What the top monitors have in common
The monitor category is more consolidated than mouse or keyboard. A few observations from the data:
- 360 Hz is the floor. The competitive era of 240 Hz at the top level is essentially over. Every monitor on this list either runs at 360 Hz natively or higher.
- 24" is still dominant. Larger panels force more eye and head movement to scan corners — pros want the entire screen in their natural field of view. 27" is the upper edge of what's used at the top.
- TN panels are losing ground to OLED. The old "TN for response time" argument has been answered by modern OLED panels with sub-1ms gray-to-gray. Expect this list to keep tilting toward OLED in 2026 and beyond.
- ZOWIE dominates the brand share at 96%. Tournament sponsorships are part of it, but BenQ Zowie's XL2566K specifically built its reputation around CS — and earned it.
What pros run their monitor AT
The monitor is half the story — the other half is the in-game video settings pros pair with it. Across all 131 pros in our database:
- Refresh rate: 360 Hz is the most common (34%).
- Resolution: 1280x960 dominates (61%) — usually rendered stretched to 16:9.
- Aspect ratio: 4:3 is preferred by 74% of pros. The "stretched 4:3" tradition from CS:GO carried straight into CS2.
- Scaling: Stretched (82%). Stretched scaling makes player models appear wider, making them easier to hit at the cost of distorted geometry — a tradeoff most pros take.
Why monitor specs vary less than other gear
Your monitor is a 3–5 year purchase. Pros switch when their sponsor sends a new flagship, not because last year's model stopped working. That's why the brand spread in monitors is tighter than in mice — once a player commits, they stay.
The interesting variable isn't the panel itself anymore — it's the video settings. Which is why those stats above matter as much as the model name on the box.
How this list is built
Every card on this page is rebuilt from the JSON setup data on each player's profile in our database. Color and bundle variants are collapsed into one entry. The video-settings stats (refresh, resolution, aspect, scaling) come from the same player JSON files. The list reflects usage as of May 2026.

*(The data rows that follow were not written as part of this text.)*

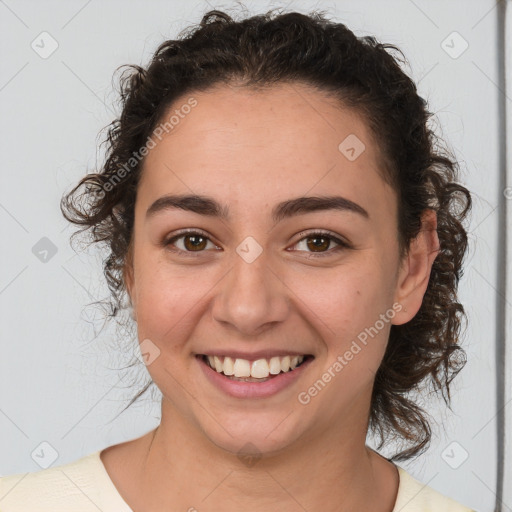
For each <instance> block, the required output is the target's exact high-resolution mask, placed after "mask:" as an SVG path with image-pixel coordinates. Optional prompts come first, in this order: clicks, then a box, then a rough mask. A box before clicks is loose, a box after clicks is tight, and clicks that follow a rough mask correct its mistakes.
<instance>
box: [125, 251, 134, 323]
mask: <svg viewBox="0 0 512 512" xmlns="http://www.w3.org/2000/svg"><path fill="white" fill-rule="evenodd" d="M123 281H124V284H125V287H126V291H127V293H128V297H129V299H130V306H131V308H132V313H131V316H132V318H133V319H134V320H137V315H136V307H137V304H136V301H135V300H134V299H135V294H134V276H133V256H132V244H131V243H130V246H129V247H128V251H127V254H126V259H125V263H124V266H123Z"/></svg>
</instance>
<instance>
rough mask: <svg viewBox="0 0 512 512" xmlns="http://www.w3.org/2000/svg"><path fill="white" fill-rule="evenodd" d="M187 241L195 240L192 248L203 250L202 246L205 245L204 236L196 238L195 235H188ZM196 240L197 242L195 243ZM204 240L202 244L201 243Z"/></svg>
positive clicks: (197, 237)
mask: <svg viewBox="0 0 512 512" xmlns="http://www.w3.org/2000/svg"><path fill="white" fill-rule="evenodd" d="M185 240H189V241H190V240H193V241H192V248H196V249H197V248H202V247H201V244H202V243H204V237H202V236H195V235H188V236H187V237H186V238H185ZM194 240H195V241H194ZM201 240H202V242H201Z"/></svg>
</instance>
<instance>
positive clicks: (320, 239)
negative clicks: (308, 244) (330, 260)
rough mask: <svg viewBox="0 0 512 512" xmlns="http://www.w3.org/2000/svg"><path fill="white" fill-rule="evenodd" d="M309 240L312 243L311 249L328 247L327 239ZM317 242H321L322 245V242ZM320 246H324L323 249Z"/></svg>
mask: <svg viewBox="0 0 512 512" xmlns="http://www.w3.org/2000/svg"><path fill="white" fill-rule="evenodd" d="M310 240H312V241H313V247H314V248H317V249H318V248H320V249H322V248H325V249H326V248H327V247H328V246H329V240H328V239H327V238H310ZM319 241H323V243H322V242H320V243H319ZM326 241H327V247H326V246H325V245H326V244H325V242H326ZM322 246H324V247H322Z"/></svg>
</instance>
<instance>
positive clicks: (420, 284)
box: [393, 209, 440, 325]
mask: <svg viewBox="0 0 512 512" xmlns="http://www.w3.org/2000/svg"><path fill="white" fill-rule="evenodd" d="M439 249H440V247H439V238H438V235H437V215H436V212H435V211H434V210H431V209H426V210H424V212H423V214H422V223H421V229H420V231H419V233H418V235H417V236H416V238H415V239H414V240H412V241H411V243H410V245H409V251H408V254H407V255H406V256H405V257H404V261H403V262H402V266H401V268H400V272H399V278H398V281H397V285H396V286H397V288H396V292H395V302H398V303H399V304H401V305H402V310H401V312H400V313H399V314H398V315H396V316H395V319H394V321H393V324H395V325H401V324H405V323H407V322H408V321H409V320H411V319H412V318H414V316H415V315H416V313H417V312H418V311H419V309H420V307H421V304H422V301H423V297H424V295H425V292H426V290H427V287H428V283H429V279H430V273H431V270H432V265H433V263H434V260H435V259H436V256H437V254H438V252H439Z"/></svg>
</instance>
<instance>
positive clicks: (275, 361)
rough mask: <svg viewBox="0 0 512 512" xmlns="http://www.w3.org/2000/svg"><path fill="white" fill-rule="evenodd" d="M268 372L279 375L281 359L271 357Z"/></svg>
mask: <svg viewBox="0 0 512 512" xmlns="http://www.w3.org/2000/svg"><path fill="white" fill-rule="evenodd" d="M269 370H270V373H271V374H272V375H277V374H278V373H281V359H279V357H277V356H276V357H272V358H271V359H270V364H269Z"/></svg>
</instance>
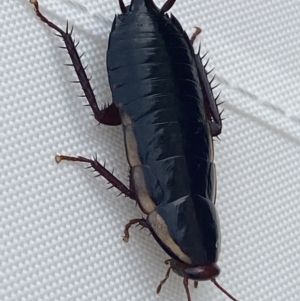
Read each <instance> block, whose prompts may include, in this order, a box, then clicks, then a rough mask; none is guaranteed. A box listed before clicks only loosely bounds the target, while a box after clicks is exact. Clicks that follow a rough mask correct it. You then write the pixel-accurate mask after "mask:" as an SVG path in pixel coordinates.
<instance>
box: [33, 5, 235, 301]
mask: <svg viewBox="0 0 300 301" xmlns="http://www.w3.org/2000/svg"><path fill="white" fill-rule="evenodd" d="M175 2H176V0H167V1H166V2H165V4H164V5H163V6H162V7H161V8H158V7H157V6H156V5H155V4H154V2H153V0H131V3H130V5H128V6H125V4H124V2H123V0H119V5H120V9H121V12H122V13H121V14H119V15H116V16H115V19H114V21H113V24H112V29H111V32H110V36H109V44H108V49H107V71H108V79H109V85H110V88H111V92H112V99H113V102H112V104H110V105H108V106H107V107H105V108H104V109H100V108H99V107H98V105H97V102H96V99H95V96H94V93H93V90H92V88H91V86H90V83H89V80H88V77H87V76H86V73H85V69H84V68H83V66H82V64H81V61H80V56H79V55H78V53H77V50H76V45H75V44H74V42H73V40H72V36H71V32H69V31H68V29H67V30H66V31H64V30H62V29H61V28H59V27H58V26H57V25H55V24H54V23H52V22H51V21H49V20H48V19H47V18H46V17H45V16H44V15H43V14H42V13H41V12H40V10H39V6H38V2H37V0H31V3H33V4H34V6H35V11H36V14H37V15H38V17H39V18H40V19H41V20H42V21H43V22H44V23H46V24H47V25H48V26H50V27H51V28H53V29H54V30H55V31H56V32H57V33H59V34H60V35H61V37H62V39H63V41H64V43H65V47H66V49H67V50H68V52H69V55H70V58H71V60H72V64H73V66H74V68H75V71H76V74H77V76H78V79H79V82H80V84H81V87H82V89H83V91H84V94H85V96H86V98H87V100H88V103H89V105H90V107H91V108H92V110H93V113H94V116H95V118H96V120H97V121H98V122H99V123H102V124H106V125H110V126H115V125H122V128H123V132H124V141H125V148H126V155H127V160H128V163H129V166H130V185H129V188H128V187H127V186H126V185H124V184H123V183H122V182H121V181H119V180H118V179H117V178H116V177H115V176H114V175H113V174H112V173H110V172H109V171H108V170H107V169H106V168H105V167H104V166H103V165H101V164H100V163H99V162H98V161H97V159H96V158H95V159H93V160H92V159H87V158H84V157H71V156H65V155H57V156H56V161H57V163H59V162H61V161H62V160H68V161H80V162H85V163H89V164H90V165H91V166H92V167H93V168H94V169H95V171H97V172H98V173H99V175H101V176H102V177H104V178H105V179H107V180H108V181H109V182H110V183H111V184H112V185H113V186H114V187H116V188H117V189H118V190H119V191H120V192H121V193H123V194H124V195H125V196H127V197H129V198H131V199H133V200H135V201H136V202H137V203H138V205H139V207H140V209H141V211H142V212H143V213H144V215H145V216H146V217H145V218H137V219H133V220H131V221H129V223H128V224H127V225H126V226H125V230H124V238H123V239H124V241H128V239H129V228H130V227H131V226H132V225H134V224H136V225H141V226H142V227H145V228H147V229H149V230H150V232H151V234H152V235H153V237H154V238H155V240H156V241H157V242H158V244H159V245H160V246H161V247H162V248H163V250H164V251H165V252H166V253H167V254H168V255H169V256H170V257H171V259H169V260H168V261H167V262H166V263H168V264H169V265H170V267H169V269H168V271H167V274H166V277H165V278H164V279H163V280H162V281H161V282H160V284H159V286H158V288H157V293H159V291H160V290H161V287H162V285H163V284H164V283H165V281H166V280H167V278H168V277H169V274H170V271H171V270H173V271H174V272H175V273H176V274H177V275H179V276H182V277H183V284H184V288H185V291H186V294H187V299H188V301H190V300H191V297H190V293H189V289H188V279H191V280H193V281H194V283H195V286H197V283H198V281H204V280H211V281H212V282H213V283H214V284H215V285H216V286H217V287H218V288H219V289H220V290H221V291H222V292H223V293H225V294H226V295H227V296H228V297H229V298H231V299H232V300H236V299H235V298H234V297H233V296H232V295H230V294H229V293H228V292H227V291H226V290H225V289H224V288H223V287H221V286H220V285H219V284H218V282H217V281H216V277H217V276H218V275H219V273H220V269H219V267H218V266H217V264H216V263H217V260H218V255H219V252H220V228H219V222H218V215H217V211H216V208H215V200H216V171H215V165H214V163H213V156H214V151H213V137H216V136H218V135H219V134H220V133H221V130H222V119H221V114H220V113H219V110H218V105H217V102H216V99H215V98H214V96H213V93H212V88H211V82H209V81H208V79H207V72H206V70H205V66H204V65H203V64H202V60H201V57H200V54H199V52H198V53H196V54H195V52H194V50H193V45H192V44H193V41H194V39H195V37H196V35H197V34H199V33H200V29H197V30H196V32H195V34H194V35H193V36H192V38H191V39H189V38H188V36H187V34H186V33H185V32H184V31H183V29H182V27H181V25H180V23H179V21H178V20H177V19H176V18H175V17H174V16H173V15H171V16H169V15H168V14H167V11H169V10H170V8H171V7H172V6H173V5H174V3H175Z"/></svg>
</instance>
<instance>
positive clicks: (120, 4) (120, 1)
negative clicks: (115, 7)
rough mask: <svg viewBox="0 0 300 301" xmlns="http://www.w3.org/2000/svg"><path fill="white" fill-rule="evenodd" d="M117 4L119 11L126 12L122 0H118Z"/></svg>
mask: <svg viewBox="0 0 300 301" xmlns="http://www.w3.org/2000/svg"><path fill="white" fill-rule="evenodd" d="M119 6H120V9H121V12H122V13H123V14H125V13H127V9H126V6H125V4H124V2H123V0H119Z"/></svg>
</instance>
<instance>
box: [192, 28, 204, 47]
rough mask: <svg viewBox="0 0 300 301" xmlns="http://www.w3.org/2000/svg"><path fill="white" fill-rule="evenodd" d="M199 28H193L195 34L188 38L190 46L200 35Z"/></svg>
mask: <svg viewBox="0 0 300 301" xmlns="http://www.w3.org/2000/svg"><path fill="white" fill-rule="evenodd" d="M201 31H202V30H201V28H200V27H195V32H194V33H193V35H192V37H191V38H190V41H191V44H192V45H193V44H194V42H195V40H196V38H197V36H198V35H199V34H200V33H201Z"/></svg>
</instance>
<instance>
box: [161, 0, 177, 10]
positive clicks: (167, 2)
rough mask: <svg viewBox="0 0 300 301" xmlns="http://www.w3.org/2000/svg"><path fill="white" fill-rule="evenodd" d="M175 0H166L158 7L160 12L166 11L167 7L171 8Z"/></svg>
mask: <svg viewBox="0 0 300 301" xmlns="http://www.w3.org/2000/svg"><path fill="white" fill-rule="evenodd" d="M175 2H176V0H167V1H166V3H165V4H164V5H163V6H162V8H161V9H160V11H161V12H162V13H165V12H167V11H168V10H169V9H171V7H172V6H173V5H174V3H175Z"/></svg>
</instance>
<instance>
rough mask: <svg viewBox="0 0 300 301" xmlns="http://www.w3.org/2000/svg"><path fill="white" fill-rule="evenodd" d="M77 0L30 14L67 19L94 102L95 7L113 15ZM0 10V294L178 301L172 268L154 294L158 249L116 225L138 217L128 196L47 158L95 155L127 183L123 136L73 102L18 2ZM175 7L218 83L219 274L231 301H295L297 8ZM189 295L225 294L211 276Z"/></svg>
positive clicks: (221, 1)
mask: <svg viewBox="0 0 300 301" xmlns="http://www.w3.org/2000/svg"><path fill="white" fill-rule="evenodd" d="M77 1H78V3H81V4H84V5H85V6H86V8H87V11H83V10H81V9H80V7H79V6H78V5H73V4H72V2H71V1H67V0H64V1H62V0H60V1H59V0H51V1H50V0H44V1H42V0H41V1H40V8H41V10H42V11H43V12H44V14H45V15H47V16H48V17H49V18H51V19H53V20H54V21H55V22H57V23H58V24H59V25H60V26H62V27H65V24H66V23H65V20H66V19H68V20H69V22H70V23H71V24H74V25H75V30H74V37H75V38H76V39H77V40H80V41H81V44H80V48H79V49H80V51H85V52H86V55H85V56H84V62H85V63H89V66H90V67H89V68H88V74H89V75H92V76H93V80H92V84H93V86H95V87H96V93H97V97H98V101H99V103H102V104H103V103H105V102H107V101H110V91H109V88H108V85H107V78H106V70H105V65H104V63H105V60H104V55H105V47H106V38H107V33H108V30H109V26H108V25H105V22H104V19H103V18H101V15H102V16H106V17H107V18H108V19H110V20H112V18H113V16H114V13H119V8H118V3H117V2H118V1H117V0H114V1H112V0H101V1H100V0H89V1H83V0H77ZM73 3H75V2H74V1H73ZM157 3H158V4H159V5H161V4H162V3H163V1H157ZM0 8H1V9H0V28H1V29H0V38H1V39H0V50H1V52H0V60H1V65H0V66H1V69H0V75H1V81H0V85H1V89H0V99H1V115H0V116H1V157H0V160H1V183H0V184H1V200H0V201H1V227H2V229H1V234H2V235H1V264H2V266H1V274H2V275H1V279H2V285H1V292H0V294H1V295H0V299H1V300H3V301H8V300H9V301H23V300H24V301H25V300H26V301H28V300H53V301H62V300H105V301H106V300H107V301H111V300H122V301H124V300H147V301H148V300H170V301H171V300H172V301H179V300H180V301H181V300H186V296H185V292H184V288H183V286H182V284H181V282H182V280H181V279H180V278H179V277H177V276H175V275H174V274H172V275H171V277H170V279H169V280H168V281H167V283H166V284H165V285H164V287H163V289H162V292H161V294H160V295H156V293H155V290H156V286H157V284H158V283H159V281H160V280H161V279H162V278H163V277H164V275H165V272H166V266H165V265H164V264H163V261H164V260H165V259H166V258H168V257H167V256H166V255H165V254H164V252H163V251H162V250H161V249H160V247H159V246H158V245H157V244H156V243H155V242H154V241H153V238H152V237H151V236H148V235H147V234H148V233H147V231H146V230H143V231H137V230H135V229H134V230H132V231H131V233H132V235H131V240H130V242H129V243H128V244H125V243H124V242H123V241H122V238H121V236H122V234H123V226H124V225H125V224H126V223H127V221H128V220H129V219H131V218H135V217H140V212H139V209H138V208H137V207H135V205H134V203H133V202H131V201H130V200H128V199H124V198H122V197H118V198H117V197H116V195H117V193H118V192H117V191H116V190H114V189H112V190H106V187H107V186H106V183H105V181H104V180H103V179H101V178H97V179H95V178H93V175H92V174H91V173H90V171H86V170H84V169H83V166H82V165H80V164H68V163H63V164H60V165H57V164H56V163H55V162H54V155H55V154H56V153H64V154H72V155H83V156H88V157H91V156H92V155H94V154H95V153H97V155H98V158H99V159H100V161H102V162H103V161H104V160H105V161H106V164H107V166H108V167H109V168H111V169H113V168H114V169H115V174H116V175H117V176H118V177H119V178H120V179H122V180H123V181H124V182H126V178H127V163H126V160H125V156H124V148H123V141H122V133H121V130H120V129H119V128H110V127H105V126H103V125H102V126H98V127H97V126H96V122H95V121H94V120H93V118H92V117H91V116H90V115H91V112H90V109H89V108H84V107H83V106H82V105H83V104H85V100H84V99H78V98H77V97H76V95H77V94H80V88H79V86H78V85H74V84H71V83H69V80H72V79H74V74H73V70H72V69H71V68H67V67H64V66H63V63H64V62H68V58H67V55H66V54H65V53H64V51H62V50H59V49H58V48H57V47H56V45H60V41H59V39H58V38H57V37H54V36H53V34H52V32H53V31H51V30H50V29H49V28H48V27H47V26H45V25H44V24H42V23H41V22H40V20H39V19H38V18H37V17H36V16H35V14H34V12H33V8H32V6H31V5H30V4H29V3H28V1H27V0H10V1H9V0H8V1H7V0H6V1H2V2H1V4H0ZM172 12H173V13H174V14H175V15H176V16H177V17H178V18H179V20H180V21H181V23H182V24H183V26H184V28H186V29H187V31H188V32H189V33H191V32H192V31H193V27H194V26H200V27H201V28H202V29H203V34H202V40H203V43H202V45H203V49H204V50H209V56H210V58H211V62H212V64H211V66H214V65H215V66H216V69H215V71H216V74H217V75H218V77H219V79H221V80H222V81H223V85H222V87H221V90H222V100H223V101H225V104H224V105H223V107H224V108H225V114H224V116H225V117H226V120H225V121H224V128H223V133H222V135H221V139H222V141H221V142H217V143H216V156H215V157H216V164H217V171H218V199H217V207H218V209H219V215H220V219H221V225H222V239H223V241H222V252H221V257H220V261H219V265H220V267H221V269H222V274H221V276H220V277H219V282H220V283H221V284H222V285H223V286H224V287H226V288H227V289H228V290H229V291H230V292H231V293H232V294H233V295H235V296H236V297H237V298H238V299H239V300H240V301H247V300H248V301H250V300H251V301H252V300H256V301H263V300H264V301H270V300H272V301H282V300H285V301H299V300H300V276H299V270H300V230H299V228H300V184H299V183H300V123H299V118H300V99H299V95H300V85H299V82H300V67H299V62H300V44H299V43H300V25H299V24H300V23H299V20H300V2H299V1H297V0H289V1H281V0H277V1H275V0H274V1H260V0H251V1H247V2H246V1H245V2H242V1H237V0H235V1H220V0H218V1H208V0H203V1H199V0H189V1H187V0H177V3H176V5H175V6H174V9H173V10H172ZM99 16H100V18H98V17H99ZM99 24H100V25H99ZM225 81H227V82H228V83H226V82H225ZM191 294H192V300H193V301H197V300H202V301H212V300H214V301H220V300H224V301H225V300H228V298H227V297H226V296H225V295H223V294H222V293H221V292H220V291H218V290H217V289H216V288H215V287H214V286H213V285H212V284H211V283H209V282H207V283H201V284H200V285H199V287H198V289H197V290H195V289H193V288H192V286H191Z"/></svg>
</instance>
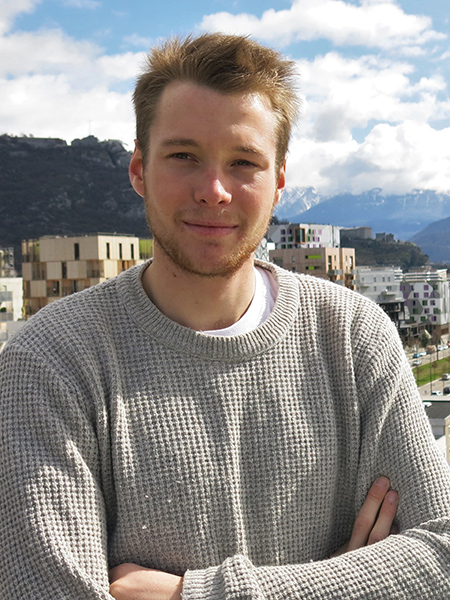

Frequently asked questions
Is 360 Hz overkill?
For pure visual perception, you stop seeing dramatic differences past ~240 Hz. But CS2 is a game of fractions of a second, and 360 Hz reduces input-to-photon latency by a measurable amount. At the top level the win is small but real. For the rest of us — 240 Hz is plenty, 360 Hz is nice-to-have.
OLED vs TN — what should I buy?
In 2026, OLED. Modern OLED gaming monitors have sub-1ms response, no motion blur, infinite contrast, and the burn-in concerns of past generations have been largely solved with pixel-shift and lower default brightness. TN is still cheaper for the same refresh rate, but the gap closes every year.
Why do so many pros play stretched 4:3?
Tradition first — CS players grew up on 4:3. Practical second: stretching a 1280×960 frame onto a 16:9 panel makes player models appear horizontally wider, which makes them easier to hit. You give up peripheral vision at the screen edges, but for most pros that's a fair trade.
24" or 27"?
24" if you play stretched 4:3 (the math works out cleaner). 27" if you play native 16:9 and want screen real estate. Both are common at pro level — it's personal preference more than anything.
Why isn't my monitor in the list?
If it's not in the top 10, fewer than 1 CS2 pros in our database use it. The monitor market has dozens of solid choices — some great panels just haven't reached pro adoption.
How often is this list updated?
Whenever we re-scrape our player database — typically every few weeks. The ranking auto-regenerates from the latest data. You're looking at usage as of May 2026.